In its judgement, ECHR noted that “there is a clear European consensus” recognizing right of an individual to openly identify as homosexual or any other sexual minority as well as right to promote their own rights and freedom. According to the Court there is no justification in claim that public discourse on LGBT issues should be regulated on moral grounds and argued, in particular, that rights of a minority group are not conditional on its acceptance by the majority. In similar fashion, ECHR dismissed the argument about alleged risks to public health and demography. Finally, the court noted that “the Convention [the Convention of Human Rights - ed.] does not guarantee the right not to be confronted with opinions that are opposed to one’s own convictions”, dismissing Russian authorities’ argument that the law protects the rights of others.
The Court ruled that Russia violated Article 10 (Freedom of expression) and Article 14 (Prohibition of discrimination) and ruled to compensate the applicants with about €50,000 in pecuniary and non-pecuniary damages as well as legal costs.
However, it is notable that the court’s ruling was not unanimous with judge Dmitry Dedov issuing a dissenting opinion on the matter. The judge noted that the Court failed to take into account the protection of public morals, public health and the rights of others. According to Dedov, the case is not about whether the majority should accept that homosexuality is normal but about integral problem of freedom of expression. Judge Dedov is of an opinion that there is also a conflict between different forms of self-identification of a person, an issue that can never be agreed upon.

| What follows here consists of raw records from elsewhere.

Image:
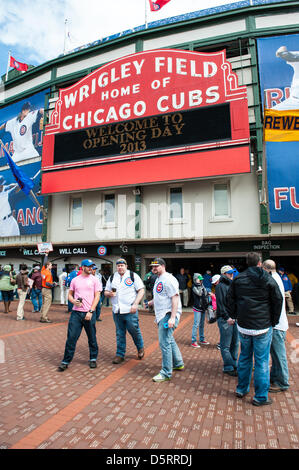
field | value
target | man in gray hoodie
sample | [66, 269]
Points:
[200, 304]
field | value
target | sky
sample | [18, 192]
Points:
[34, 30]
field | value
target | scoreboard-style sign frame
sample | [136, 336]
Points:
[149, 117]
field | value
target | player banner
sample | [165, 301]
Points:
[19, 214]
[21, 132]
[21, 129]
[279, 79]
[281, 126]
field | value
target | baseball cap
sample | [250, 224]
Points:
[87, 262]
[226, 270]
[215, 278]
[158, 262]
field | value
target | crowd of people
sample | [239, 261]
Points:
[249, 307]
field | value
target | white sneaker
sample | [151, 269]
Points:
[160, 378]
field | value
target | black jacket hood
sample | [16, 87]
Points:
[257, 275]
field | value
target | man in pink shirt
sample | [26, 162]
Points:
[84, 294]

The judge says that “until now, the Council of Europe “favoured unrestricted public recognition of non-traditional sexual relations, even in sensitive areas such as the vulnerability of a particular group of persons (children) owing to their immaturity, the religious and philosophical convictions of their parents (on how the family should be organised), the national traditions and values including maternity, the national demographic policy and the sensitivity of sexuality education.”